Grandparents given custody of transgender teen after parents oppose hormone treatment

Tanya Edwards
Photo: Getty Images

An Ohio judge has given custody of a transgender teen to his grandparents instead of his parents, who objected to his transition. The new custody arrangement will allow the grandparents to make medical decisions for the teen, KTLA5 reports.

The parents of the 17-year-old (who identifies as male) did not want him to receive hormone treatments and refused to call him by his chosen name, according to testimony in court, which was triggering suicidal feelings in the young man.

Judge Sylvia Sieve Hendon’s ruling says that in addition to receiving custody, the grandparents can petition to change the child’s name in probate court. The teen will now be covered by the grandparents’ insurance.

The parents wanted to retain custody in order to make medical decisions for the teen and prohibit the treatment that his medical team had recommended.

This is an important ruling, because it addresses the searing reality that nearly half — 41 percent — of trans people attempt suicide at some point in their lives, according to the Trevor Project.
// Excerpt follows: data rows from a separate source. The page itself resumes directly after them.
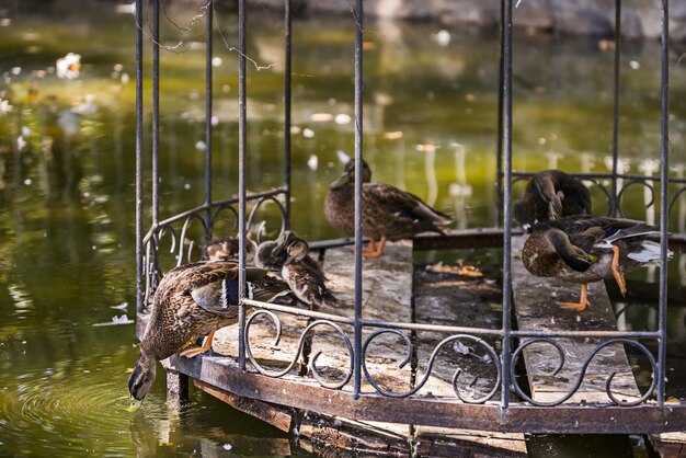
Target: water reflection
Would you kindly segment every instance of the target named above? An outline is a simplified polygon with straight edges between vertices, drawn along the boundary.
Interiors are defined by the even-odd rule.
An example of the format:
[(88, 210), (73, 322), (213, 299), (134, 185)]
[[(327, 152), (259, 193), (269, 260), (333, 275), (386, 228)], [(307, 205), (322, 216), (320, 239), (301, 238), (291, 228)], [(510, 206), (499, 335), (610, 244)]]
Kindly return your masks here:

Contributing to these attempts are many factors, including feeling victimized, misgendered, and rejected by society, according to study by Rylan Testa, an assistant professor of psychology at Rhodes College. The 2015 U.S. Transgender Survey, released by the National Center for Transgender Equality, found that 60 percent of respondents who are out to their immediate family received support from those people about their identity. Still, 10 percent of respondents who had come out to their immediate family experienced violence from a family member because of their identity.

The teen has been receiving treatment at Cincinnati Children’s Hospital Medical Center, who advised the court that he should start treatment as soon as possible to decrease his suicide risk. However, before any hormone treatment is allowed, the court has ordered the teen evaluated by a psychologist who is not affiliated with Cincinnati Children’s on “the issue of consistency in the child’s gender presentation, and feelings of non-conformity.”

The parents’ attorney argued that the young man was not “even close to being able to make such a life-altering decision at this time.” However, Judge Hendon granted visitation rights to the parents, encouraging them “to work toward a reintegration of the child into the extended family.”

If you are transgender and need someone to talk to, you can call the Trevor Project Lifeline, 866-488-7386, and Trans Lifeline for the U.S., 877-565-8860.